Twice in a Lifetime

February 12, 2003

During the last six decades, Weldon Bigony of Big Spring, Texas, has lived in five countries, flown seven types of aircraft and, most recently, qualified for two events at the National Senior Games. At age 82, he certainly deserves a little rest and relaxation. 
What he wants is his college diploma. 
Last fall, Bigony returned to Baylor to complete the final 24 credits he needs to earn his BBA degree - literally business left unfinished since 1941 when America entered WWII, interrupting his senior year. 
"Rather than being called up to be a foot soldier, which I didn't relish, I left school so I could pick my service," he says of his departure from campus that winter. Putting his college career on indefinite hold, Bigony excelled in the Naval Air Corps and was named class valedictorian at ground school. "When I wasn't eating or sleeping, I was studying," he recalls. 
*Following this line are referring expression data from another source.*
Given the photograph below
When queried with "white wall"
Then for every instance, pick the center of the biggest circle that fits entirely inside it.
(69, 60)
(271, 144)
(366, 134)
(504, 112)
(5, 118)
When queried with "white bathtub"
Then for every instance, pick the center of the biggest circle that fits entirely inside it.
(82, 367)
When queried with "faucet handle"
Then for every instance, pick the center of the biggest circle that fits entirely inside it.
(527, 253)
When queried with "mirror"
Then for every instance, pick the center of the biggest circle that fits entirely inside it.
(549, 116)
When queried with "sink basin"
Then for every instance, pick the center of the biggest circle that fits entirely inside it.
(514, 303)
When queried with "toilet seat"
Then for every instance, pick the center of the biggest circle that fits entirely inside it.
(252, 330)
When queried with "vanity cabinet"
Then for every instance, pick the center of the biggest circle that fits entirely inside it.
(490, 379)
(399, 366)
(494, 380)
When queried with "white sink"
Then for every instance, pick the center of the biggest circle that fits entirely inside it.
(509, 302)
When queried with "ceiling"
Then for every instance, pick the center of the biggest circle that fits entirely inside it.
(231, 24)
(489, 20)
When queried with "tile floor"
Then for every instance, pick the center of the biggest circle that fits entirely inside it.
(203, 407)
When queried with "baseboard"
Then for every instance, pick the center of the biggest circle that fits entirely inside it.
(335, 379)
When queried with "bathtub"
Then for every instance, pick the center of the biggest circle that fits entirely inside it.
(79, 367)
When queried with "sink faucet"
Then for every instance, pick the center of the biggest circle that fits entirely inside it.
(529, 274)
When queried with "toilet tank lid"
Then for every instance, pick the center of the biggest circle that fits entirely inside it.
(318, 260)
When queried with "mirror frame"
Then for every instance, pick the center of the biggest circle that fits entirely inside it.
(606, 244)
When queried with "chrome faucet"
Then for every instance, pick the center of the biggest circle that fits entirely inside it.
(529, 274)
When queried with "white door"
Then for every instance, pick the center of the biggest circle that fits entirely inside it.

It's that type of self-discipline Bigony drew on when he re-entered Baylor last August. He admits he still spends much of his time studying for the classes he?s taking, 12 credit hours last fall and 12 hours this spring. "It's a whole new ball game for me, but I've just got to get in the books." 
Actually, ball games were what helped bring him to Baylor on a football scholarship in 1938, the year he also was a starting player on the basketball team and ran track. Bigony later left basketball and track, but did play on the 1941 Baylor football team that shocked No. 1-ranked University of Texas with a 7-7 tie game.
More than 60 years later, wanting to finish what he started, he asked Baylor if he could complete his degree on an athletic scholarship. The unusual request was a long shot, Bigony says. 
"I've asked for it, I've been granted the opportunity, and so now I just have to do it. There's a certain amount of pressure there," he says. 
Since retiring from a 40-year career as a pilot at age 61, Bigony has volunteered at nursing homes, hospitals and prisons. He's also found time to train for the Texas Senior Games in race walking, a sport he picked up several years after hip replacements forced him to stop running. This June, he'll compete in the nationals in Virginia in the 1,500-meter and 5-kilometer races. 
But it's the opportunity to once again be a Baylor student that he's focused on now. "I'm having the time of my life," Bigony says. "I can't remember when I enjoyed anything so much." Although initially a bit of a novelty to some of his classmates ("They knew I was too old to be faculty, but I had a book bag"), they quickly warmed up to him. The local media coverage he's received often is the icebreaker. "A lot of them come up to me and ask if I'm 'the one' they saw or read about," he says. 
Bigony's late-in-life return to college comes naturally. His mother entered college in her 70s to try to earn her teaching certificate. "I told her, 'Mom, you're going to have to hurry. I think they retire teachers at about 60, and you're already 72.' But that didn't slow her down," he says. "A little bit of that is in me, I guess."